Well here is a quick rescue.
http://www.fontspace.com has many many free fonts, many of which are dingbat style (graphics). I was amazed at one that i downloaded,
In ink-scape i converted a corner graphic to a path and it had 3900 vertex! Now that's a lot of detail.
you can use ink-scape or gimp to do this project, but I'm using gimp as its simpler and easier to understand for most people,
and does a very good job at this.
This project will teach you how to use a font (a dingbat style) to produce graphics for a CNC machine project.
Step 1: Use Free Software
You might want to download and install 'corners2' and 'roses roses' from http://www.fontspace.com if you intend to follow along exactly.
or just use the fonts already on your computer.
open a new page, I'm using gimp ( a free open source program)
size the page the size you want the graphic to be, in my case its 5'x 5"
on the first layer decide if black or white will be the base or lowest cut your machine makes, and bucket fill that color
I'm doing black as the lowest cut.
Step 2: Borders
make a new transparent layer (border layer)

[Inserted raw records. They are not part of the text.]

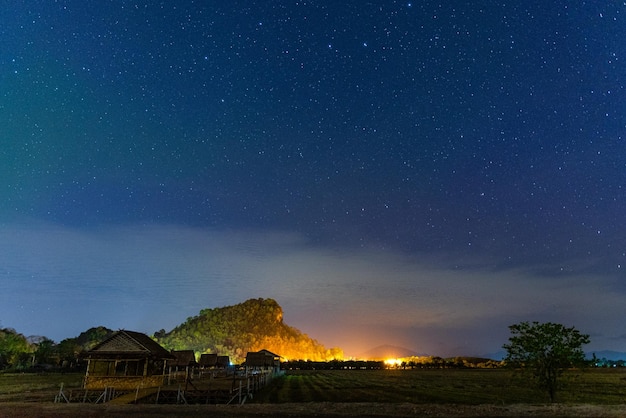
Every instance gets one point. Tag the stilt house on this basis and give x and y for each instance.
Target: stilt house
(126, 360)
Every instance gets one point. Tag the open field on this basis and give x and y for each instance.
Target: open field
(367, 393)
(454, 386)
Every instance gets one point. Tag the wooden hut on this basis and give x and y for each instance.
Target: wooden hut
(126, 360)
(263, 360)
(208, 360)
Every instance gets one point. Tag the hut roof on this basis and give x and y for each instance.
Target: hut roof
(184, 358)
(129, 344)
(208, 360)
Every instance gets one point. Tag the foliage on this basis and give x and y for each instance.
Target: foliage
(546, 349)
(250, 326)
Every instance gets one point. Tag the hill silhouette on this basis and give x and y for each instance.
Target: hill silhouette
(384, 352)
(253, 325)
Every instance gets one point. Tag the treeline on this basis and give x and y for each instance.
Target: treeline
(425, 362)
(249, 326)
(19, 353)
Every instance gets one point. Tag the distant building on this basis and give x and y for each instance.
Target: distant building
(126, 360)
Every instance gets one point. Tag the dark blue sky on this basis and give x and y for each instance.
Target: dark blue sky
(478, 141)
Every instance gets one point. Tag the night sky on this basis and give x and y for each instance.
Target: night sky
(421, 174)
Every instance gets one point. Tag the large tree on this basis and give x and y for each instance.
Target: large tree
(545, 349)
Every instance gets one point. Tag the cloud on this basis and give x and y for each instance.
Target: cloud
(61, 281)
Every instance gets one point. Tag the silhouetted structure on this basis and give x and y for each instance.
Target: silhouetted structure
(126, 360)
(262, 360)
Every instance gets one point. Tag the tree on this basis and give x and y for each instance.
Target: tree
(545, 349)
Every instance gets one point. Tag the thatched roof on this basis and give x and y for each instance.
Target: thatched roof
(127, 345)
(208, 360)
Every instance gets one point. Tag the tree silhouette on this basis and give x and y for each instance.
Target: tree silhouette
(546, 349)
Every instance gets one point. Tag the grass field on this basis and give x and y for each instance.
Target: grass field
(450, 386)
(32, 387)
(365, 393)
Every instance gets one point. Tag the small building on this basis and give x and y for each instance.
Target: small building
(126, 360)
(263, 360)
(213, 361)
(208, 360)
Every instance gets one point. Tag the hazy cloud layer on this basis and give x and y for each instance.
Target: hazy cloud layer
(60, 281)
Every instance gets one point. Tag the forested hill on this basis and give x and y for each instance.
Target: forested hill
(249, 326)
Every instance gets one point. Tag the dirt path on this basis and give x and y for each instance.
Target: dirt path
(51, 410)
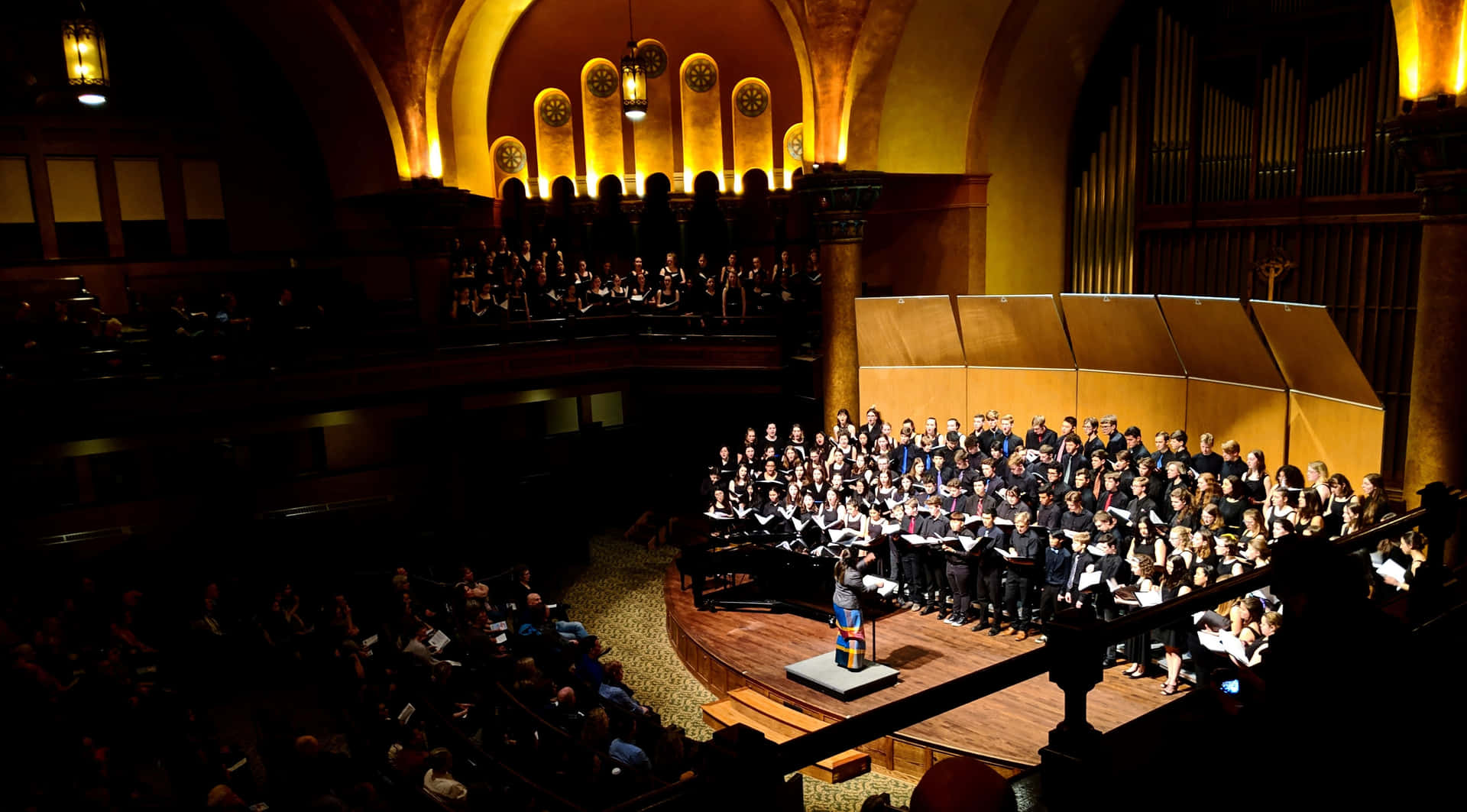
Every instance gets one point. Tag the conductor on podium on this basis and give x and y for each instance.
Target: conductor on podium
(850, 642)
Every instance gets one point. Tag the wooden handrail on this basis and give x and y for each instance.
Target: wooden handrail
(976, 685)
(549, 797)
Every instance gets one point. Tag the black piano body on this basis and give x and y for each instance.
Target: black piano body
(781, 579)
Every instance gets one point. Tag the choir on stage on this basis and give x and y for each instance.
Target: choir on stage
(998, 529)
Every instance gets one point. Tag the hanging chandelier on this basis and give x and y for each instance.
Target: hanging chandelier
(634, 75)
(86, 60)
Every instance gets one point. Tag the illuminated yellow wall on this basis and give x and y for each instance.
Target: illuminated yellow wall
(701, 119)
(202, 196)
(510, 162)
(653, 134)
(1430, 41)
(794, 154)
(753, 132)
(602, 106)
(555, 138)
(15, 191)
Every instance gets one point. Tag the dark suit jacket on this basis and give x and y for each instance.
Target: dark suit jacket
(1036, 440)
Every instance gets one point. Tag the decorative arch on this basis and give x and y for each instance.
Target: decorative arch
(389, 110)
(794, 153)
(602, 108)
(468, 65)
(511, 163)
(342, 95)
(753, 131)
(555, 138)
(701, 119)
(461, 70)
(1026, 145)
(915, 124)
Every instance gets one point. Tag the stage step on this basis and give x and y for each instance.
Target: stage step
(781, 724)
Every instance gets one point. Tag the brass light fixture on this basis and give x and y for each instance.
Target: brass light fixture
(634, 75)
(86, 60)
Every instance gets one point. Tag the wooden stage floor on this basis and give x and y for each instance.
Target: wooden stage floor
(728, 649)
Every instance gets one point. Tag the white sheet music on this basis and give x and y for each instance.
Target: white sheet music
(1393, 569)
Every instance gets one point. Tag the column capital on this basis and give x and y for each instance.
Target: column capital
(681, 207)
(840, 201)
(1433, 143)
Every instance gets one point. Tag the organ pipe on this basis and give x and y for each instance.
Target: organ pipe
(1337, 138)
(1103, 202)
(1224, 159)
(1171, 116)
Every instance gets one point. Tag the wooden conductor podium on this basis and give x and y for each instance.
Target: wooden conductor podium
(910, 360)
(1234, 390)
(1127, 362)
(1156, 362)
(1018, 358)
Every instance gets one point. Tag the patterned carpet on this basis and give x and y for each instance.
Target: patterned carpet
(620, 598)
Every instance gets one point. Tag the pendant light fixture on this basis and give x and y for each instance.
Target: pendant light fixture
(634, 75)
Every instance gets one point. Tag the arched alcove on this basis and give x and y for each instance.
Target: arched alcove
(499, 53)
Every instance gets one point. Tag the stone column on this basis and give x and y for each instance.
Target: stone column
(1433, 140)
(426, 215)
(838, 202)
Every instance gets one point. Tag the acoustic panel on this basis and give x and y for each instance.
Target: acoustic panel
(1119, 335)
(1312, 355)
(1022, 393)
(917, 393)
(1255, 416)
(1018, 332)
(202, 196)
(73, 189)
(1149, 402)
(140, 189)
(1346, 435)
(1216, 341)
(15, 191)
(907, 332)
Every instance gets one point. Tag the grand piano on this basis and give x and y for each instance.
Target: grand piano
(779, 579)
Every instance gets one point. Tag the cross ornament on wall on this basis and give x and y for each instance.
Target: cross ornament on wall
(1274, 267)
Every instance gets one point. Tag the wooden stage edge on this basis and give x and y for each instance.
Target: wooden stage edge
(730, 649)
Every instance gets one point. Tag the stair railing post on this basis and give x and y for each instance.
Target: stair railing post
(1073, 764)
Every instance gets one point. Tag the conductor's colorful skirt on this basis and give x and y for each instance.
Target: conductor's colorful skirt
(850, 639)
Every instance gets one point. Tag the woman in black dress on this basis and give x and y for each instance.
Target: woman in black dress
(1234, 502)
(1138, 649)
(1174, 635)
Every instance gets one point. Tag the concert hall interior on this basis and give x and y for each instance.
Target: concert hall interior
(481, 403)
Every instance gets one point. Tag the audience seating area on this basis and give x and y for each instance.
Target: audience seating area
(325, 694)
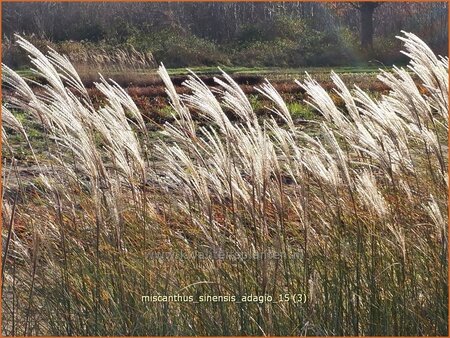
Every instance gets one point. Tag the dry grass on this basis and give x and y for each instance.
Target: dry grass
(357, 215)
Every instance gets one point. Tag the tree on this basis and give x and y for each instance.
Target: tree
(366, 9)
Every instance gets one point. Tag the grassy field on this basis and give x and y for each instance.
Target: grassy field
(188, 205)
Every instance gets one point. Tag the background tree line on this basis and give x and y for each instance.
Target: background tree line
(245, 34)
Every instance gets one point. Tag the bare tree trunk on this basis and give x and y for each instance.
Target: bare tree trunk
(367, 9)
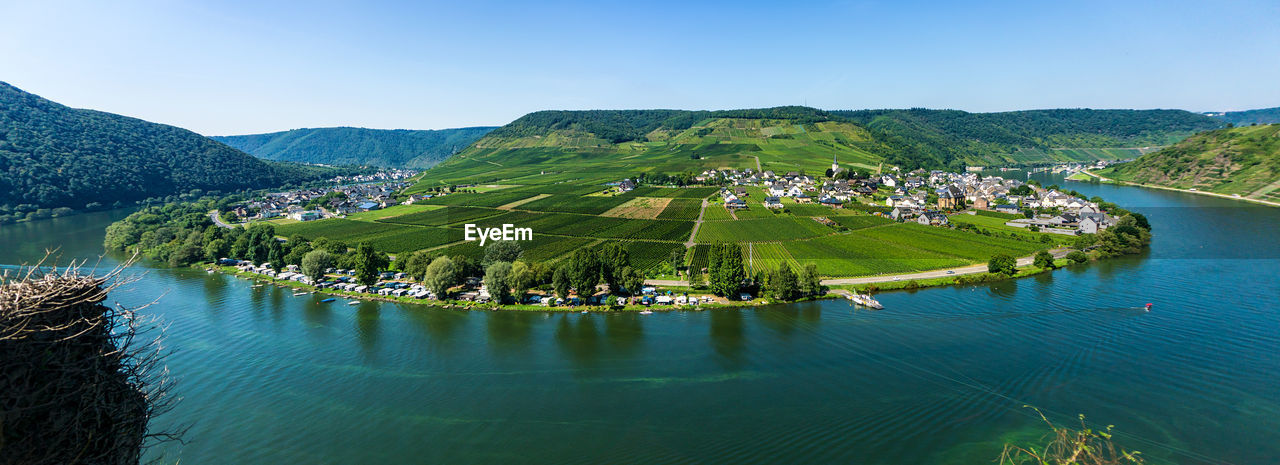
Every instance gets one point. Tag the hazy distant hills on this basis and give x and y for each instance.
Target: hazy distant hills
(1266, 115)
(1243, 160)
(359, 146)
(613, 144)
(932, 138)
(58, 156)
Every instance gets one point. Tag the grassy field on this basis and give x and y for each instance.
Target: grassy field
(762, 229)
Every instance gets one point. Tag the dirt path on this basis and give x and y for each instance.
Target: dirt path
(698, 223)
(1188, 191)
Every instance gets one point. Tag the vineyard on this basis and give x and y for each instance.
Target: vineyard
(850, 255)
(589, 205)
(442, 217)
(681, 209)
(767, 258)
(762, 229)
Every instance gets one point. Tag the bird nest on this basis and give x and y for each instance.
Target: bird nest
(78, 379)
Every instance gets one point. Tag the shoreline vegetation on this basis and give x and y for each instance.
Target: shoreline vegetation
(1119, 182)
(507, 276)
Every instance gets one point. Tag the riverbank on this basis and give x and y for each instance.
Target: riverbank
(1176, 190)
(837, 288)
(466, 305)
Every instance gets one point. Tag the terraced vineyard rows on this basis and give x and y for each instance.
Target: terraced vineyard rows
(762, 229)
(681, 209)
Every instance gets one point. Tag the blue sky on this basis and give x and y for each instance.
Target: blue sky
(243, 67)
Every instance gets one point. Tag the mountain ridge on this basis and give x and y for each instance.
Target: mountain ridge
(56, 156)
(360, 146)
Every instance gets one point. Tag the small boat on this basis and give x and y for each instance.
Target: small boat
(865, 300)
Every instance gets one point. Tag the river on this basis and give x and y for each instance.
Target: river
(938, 377)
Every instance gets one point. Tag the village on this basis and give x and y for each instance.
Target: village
(347, 195)
(923, 196)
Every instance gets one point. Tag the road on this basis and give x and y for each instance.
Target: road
(938, 273)
(213, 215)
(698, 223)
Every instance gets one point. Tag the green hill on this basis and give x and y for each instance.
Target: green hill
(1266, 115)
(359, 146)
(931, 138)
(608, 145)
(613, 144)
(56, 156)
(1243, 160)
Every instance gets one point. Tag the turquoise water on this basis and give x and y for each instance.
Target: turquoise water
(938, 377)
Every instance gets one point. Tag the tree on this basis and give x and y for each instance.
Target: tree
(1043, 260)
(368, 263)
(1141, 220)
(694, 276)
(216, 249)
(521, 278)
(677, 259)
(1002, 264)
(440, 276)
(315, 263)
(506, 251)
(415, 264)
(612, 259)
(497, 278)
(584, 272)
(726, 277)
(561, 281)
(631, 279)
(810, 282)
(275, 255)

this will be for the corner decorations
select the font and character that has your selected design, in my case i used corners2, a free font i found @http://www.fontspace.com
place the first corner pretty much where you need it, I set the size to 2.25" before i placed it.
copy it 3 time and place in the other corners, rotate them to correct orientation like i did.
next i merged the 4 text layers down to my border layer.
Step 3: Center
make a new layer (center graphics)
place your selected graphic, rotate and position if needed, i duplicated it and rotated mine 180 degrees
since I'm placing some more in art in the center, some initials
Step 4: Test Run
make another layer for each additional font graphic you add, in my case an Initial layer, since im adding
my wife's initials to the item. add the font character, move, rotate and align then merge down again.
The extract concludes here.